Overview

Basic Concepts

  • Level-0 APIs

    L0 APIs for short, indicating the APIs of the basic kernel. These APIs directly call the kernel of the affinity SoC.

    The return type of an L0 API is a tensor type structure, such as aclTensor*, std::tuple<aclTensor*, aclTensor*&gt, or aclTensorList*. The last parameter is fixed at aclOpExecutor *executor, and the type and name cannot be changed. The following is an example:

    1
    aclTensor* AddNd(aclTensor *x1, aclTensor *x2, aclOpExecutor *executor)
    

    The L0 API namespace is namespace l0op, and the API name is ${op_type}${format}${dtype}, where ${op_type} indicates the operator name, ${format} indicates the operator input/output format, and ${dtype} indicates the operator input/output type. The following is an example:

    1
    2
    l0op::AddNd                               // The input of the Add operator is computed in ND format.
    l0op::MatMulNdFp162Fp32                   // The input and output are computed in ND format. The input is fp16 and the output is fp32.
    
  • Level-2 APIs

    L2 APIs, which are higher-level APIs (also called host APIs). They can call multiple L0 APIs to implement more flexible functions. In addition, they correspond to framework API functions to facilitate framework adaptation and script migration.

    The return type of an L2 API is aclnnStatus, which is generally defined as a two-phase API.

    1
    2
    aclnnStatus aclnnXxxGetWorkspaceSize(const aclTensor *src, ..., aclTensor *out, ..., uint64_t *workspaceSize, aclOpExecutor **executor);
    aclnnStatus aclnnXxx(void *workspace, uint64_t workspaceSize, aclOpExecutor *executor, aclrtStream stream);
    
    • The last two parameters of aclnnXxxGetWorkspaceSize are fixed at (uint64_t *workspaceSize, aclOpExecutor **executor). Their name and type cannot be changed.
    • The aclnnXxx API parameter is fixed at (void *workspace, uint64_t workspaceSize, aclOpExecutor *executor, aclrtStream stream).

    aclnnXxxGetWorkspaceSize is the first-phase API, which is used to compute the workspace size required for the API calling. After obtaining the workspace size, allocate memory on the device based on workspaceSize, and call the second-phase API aclnnXxx to perform computation.

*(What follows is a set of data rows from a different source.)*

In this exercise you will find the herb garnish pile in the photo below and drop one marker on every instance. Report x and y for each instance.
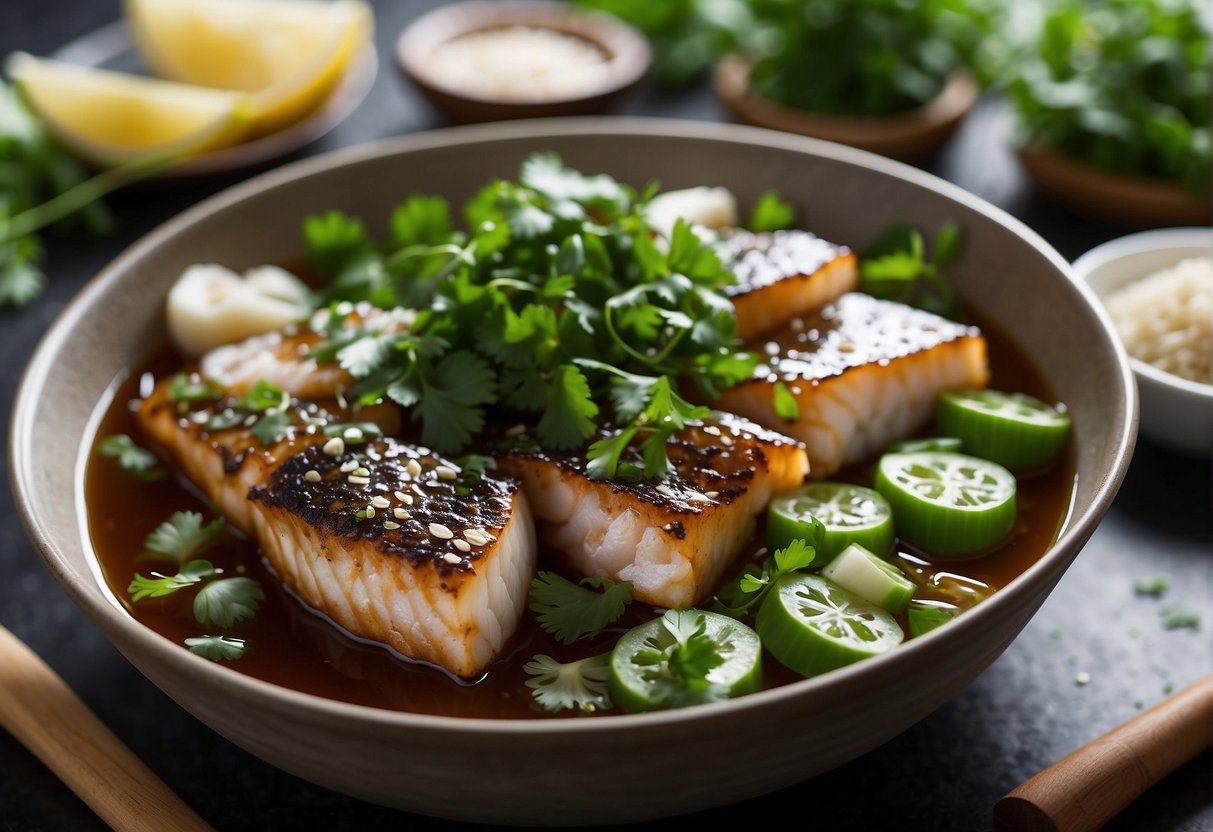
(559, 307)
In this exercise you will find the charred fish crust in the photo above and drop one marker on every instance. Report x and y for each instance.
(403, 499)
(763, 258)
(854, 331)
(784, 275)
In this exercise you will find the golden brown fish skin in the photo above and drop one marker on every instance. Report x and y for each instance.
(403, 550)
(864, 372)
(388, 577)
(782, 275)
(671, 539)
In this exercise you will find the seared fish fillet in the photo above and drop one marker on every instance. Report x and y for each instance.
(673, 539)
(285, 357)
(784, 275)
(864, 372)
(388, 540)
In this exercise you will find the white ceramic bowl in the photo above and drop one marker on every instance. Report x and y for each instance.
(1176, 412)
(618, 768)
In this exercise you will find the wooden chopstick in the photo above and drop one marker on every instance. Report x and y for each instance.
(1086, 788)
(39, 708)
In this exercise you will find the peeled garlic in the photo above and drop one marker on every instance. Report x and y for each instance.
(710, 208)
(211, 305)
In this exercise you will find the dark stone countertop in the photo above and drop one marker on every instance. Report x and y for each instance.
(945, 773)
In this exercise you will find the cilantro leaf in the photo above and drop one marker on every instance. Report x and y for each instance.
(579, 684)
(335, 240)
(217, 648)
(450, 405)
(770, 214)
(679, 662)
(182, 536)
(272, 427)
(569, 416)
(571, 611)
(165, 585)
(134, 460)
(785, 403)
(183, 387)
(225, 602)
(746, 591)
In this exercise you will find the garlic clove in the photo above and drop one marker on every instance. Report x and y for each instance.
(710, 208)
(211, 305)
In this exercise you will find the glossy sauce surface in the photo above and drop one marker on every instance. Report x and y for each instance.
(296, 648)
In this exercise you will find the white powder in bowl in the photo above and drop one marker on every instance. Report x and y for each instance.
(1166, 319)
(519, 63)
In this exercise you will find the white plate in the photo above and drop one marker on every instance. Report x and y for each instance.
(1176, 412)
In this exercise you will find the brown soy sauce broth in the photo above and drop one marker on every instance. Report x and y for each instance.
(296, 648)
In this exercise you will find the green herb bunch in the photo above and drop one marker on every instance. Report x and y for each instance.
(1122, 85)
(34, 170)
(558, 307)
(864, 57)
(687, 35)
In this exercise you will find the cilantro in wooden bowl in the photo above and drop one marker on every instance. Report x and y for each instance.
(1112, 102)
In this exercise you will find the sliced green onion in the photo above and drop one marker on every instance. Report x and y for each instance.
(812, 625)
(1013, 429)
(847, 513)
(947, 505)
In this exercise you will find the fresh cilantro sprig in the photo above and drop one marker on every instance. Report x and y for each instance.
(577, 684)
(678, 671)
(183, 536)
(218, 602)
(747, 590)
(136, 461)
(557, 298)
(895, 267)
(571, 611)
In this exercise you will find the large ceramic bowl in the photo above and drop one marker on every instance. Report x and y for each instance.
(618, 768)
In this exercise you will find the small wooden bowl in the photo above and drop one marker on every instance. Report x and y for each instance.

    • The workspace refers to the temporary memory required by API computation on the Ascend AI Processor except for input and output.
    • The second-phase aclnnXxx(...) API cannot be called repeatedly. The following call throws an exception:
      1
      2
      3
      aclnnXxxGetWorkspaceSize(...)
      aclnnXxx(...)
      aclnnXxx(...)
      
  • Broadcast relationship

    Broadcasting describes how an operator treats arrays with different shapes during arithmetic operations. Subject to certain constraints, the smaller array is "broadcast" across the larger array so that they have compatible shapes. For more information about the broadcast technology, see the NumPy official website.

Overall Description

This chapter describes the basic framework APIs, macros, classes, and basic kernel function APIs (Level-0 APIs) involved in single-operator API execution. It describes the function prototype, function usage, parameters, constraints, and examples to help you quickly customize neural network (NN) operators and fused operators (generally prefixed with aclnn) or modify built-in CANN operators, in order to support various AI services.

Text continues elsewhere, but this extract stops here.